Some college instructors invite undergraduates to join them for tea or a beer in the nearest dive so they can continue their in-class discussions of Shakespearean sonnets or interpretations of the Constitution. But one instructor in a course at New York University — MPATC 2090, according to the academic catalog — invited three of his students to open for the rock band the Eagles at a sold-out gala on Thursday.
That instructor was Glenn Frey, who happens to be a founding member of the Eagles, among the most commercially successful rock bands of the 1970s.
It has been 35 years since the Eagles arrived at “Hotel California,” the six-and-a-half-minute hit that Mr. Frey wrote with Don Henley and Don Felder. The band broke up in the 1980s and reunited in the 1990s, and now they are busy being fabulous, to steal a song title from their 2007 album, “Long Road Out of Eden.”
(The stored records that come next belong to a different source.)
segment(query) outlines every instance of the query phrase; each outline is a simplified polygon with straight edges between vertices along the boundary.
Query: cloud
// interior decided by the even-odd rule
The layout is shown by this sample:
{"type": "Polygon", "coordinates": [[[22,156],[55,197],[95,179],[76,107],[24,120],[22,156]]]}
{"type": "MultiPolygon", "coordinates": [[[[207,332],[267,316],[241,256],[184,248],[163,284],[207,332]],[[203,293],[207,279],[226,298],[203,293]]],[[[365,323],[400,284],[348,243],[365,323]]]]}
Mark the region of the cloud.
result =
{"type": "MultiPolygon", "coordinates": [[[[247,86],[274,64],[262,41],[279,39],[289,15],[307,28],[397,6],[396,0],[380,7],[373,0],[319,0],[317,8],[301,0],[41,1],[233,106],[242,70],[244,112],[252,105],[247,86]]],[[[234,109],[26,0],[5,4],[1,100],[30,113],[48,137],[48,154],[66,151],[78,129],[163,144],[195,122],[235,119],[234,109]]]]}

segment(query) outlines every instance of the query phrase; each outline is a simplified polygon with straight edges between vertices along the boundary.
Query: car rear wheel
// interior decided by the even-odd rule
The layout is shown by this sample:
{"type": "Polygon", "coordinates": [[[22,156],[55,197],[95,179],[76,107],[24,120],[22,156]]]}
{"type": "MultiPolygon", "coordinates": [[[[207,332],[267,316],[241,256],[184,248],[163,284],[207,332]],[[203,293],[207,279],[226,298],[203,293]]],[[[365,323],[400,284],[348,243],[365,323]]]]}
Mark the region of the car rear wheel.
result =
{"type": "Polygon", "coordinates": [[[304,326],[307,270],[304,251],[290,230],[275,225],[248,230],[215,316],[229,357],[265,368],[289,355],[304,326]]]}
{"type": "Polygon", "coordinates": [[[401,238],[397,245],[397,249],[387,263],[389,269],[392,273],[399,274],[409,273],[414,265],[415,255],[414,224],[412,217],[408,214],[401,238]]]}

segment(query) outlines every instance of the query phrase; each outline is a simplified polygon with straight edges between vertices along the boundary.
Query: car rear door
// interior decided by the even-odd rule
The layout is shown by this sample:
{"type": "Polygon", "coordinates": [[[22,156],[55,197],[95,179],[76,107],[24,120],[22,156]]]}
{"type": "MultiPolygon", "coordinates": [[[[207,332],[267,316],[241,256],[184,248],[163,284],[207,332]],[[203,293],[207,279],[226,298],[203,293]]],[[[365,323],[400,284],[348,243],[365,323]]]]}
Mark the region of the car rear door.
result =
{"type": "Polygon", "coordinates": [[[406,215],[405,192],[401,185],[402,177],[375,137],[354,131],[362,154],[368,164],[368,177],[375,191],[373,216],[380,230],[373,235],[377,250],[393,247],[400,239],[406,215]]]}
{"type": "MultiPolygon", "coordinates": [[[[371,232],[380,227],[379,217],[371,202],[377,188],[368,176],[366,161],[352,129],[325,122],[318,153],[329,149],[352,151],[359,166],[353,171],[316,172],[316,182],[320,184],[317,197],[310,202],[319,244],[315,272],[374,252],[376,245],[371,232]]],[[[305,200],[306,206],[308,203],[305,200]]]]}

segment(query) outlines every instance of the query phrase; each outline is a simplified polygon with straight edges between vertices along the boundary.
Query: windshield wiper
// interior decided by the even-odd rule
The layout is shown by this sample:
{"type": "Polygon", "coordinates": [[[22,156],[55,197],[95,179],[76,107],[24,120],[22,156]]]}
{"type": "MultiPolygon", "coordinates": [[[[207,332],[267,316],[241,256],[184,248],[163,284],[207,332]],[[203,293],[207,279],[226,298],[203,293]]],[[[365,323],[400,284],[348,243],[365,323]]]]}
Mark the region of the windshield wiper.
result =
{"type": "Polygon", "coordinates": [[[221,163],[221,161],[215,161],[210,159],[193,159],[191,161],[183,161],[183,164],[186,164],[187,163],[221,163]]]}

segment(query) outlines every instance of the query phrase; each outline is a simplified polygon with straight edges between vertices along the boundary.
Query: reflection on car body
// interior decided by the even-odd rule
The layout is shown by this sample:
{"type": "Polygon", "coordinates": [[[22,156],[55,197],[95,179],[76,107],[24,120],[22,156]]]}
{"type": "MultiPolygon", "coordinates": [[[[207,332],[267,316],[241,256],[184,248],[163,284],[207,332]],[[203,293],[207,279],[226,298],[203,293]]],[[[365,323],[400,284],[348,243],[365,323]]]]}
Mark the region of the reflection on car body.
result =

The band has been touring, in places like Dubai and Las Vegas, and Mr. Frey has also been teaching.
In advance of the gala, benefiting the Steinhardt School of Culture, Education and Human Development at N.Y.U., he met with three students from MPATC 2090, a songwriters’ forum and a core seminar in the university’s new songwriting program..
A.J. Smith, a senior majoring in music composition, was ready to shuttle back and forth between his keyboard and his violin. Tiger Darrow, a sophomore who is also majoring in music composition, had tuned her cello. Peter Wise, a senior majoring in jazz performance, had warmed up on his brand-new guitar.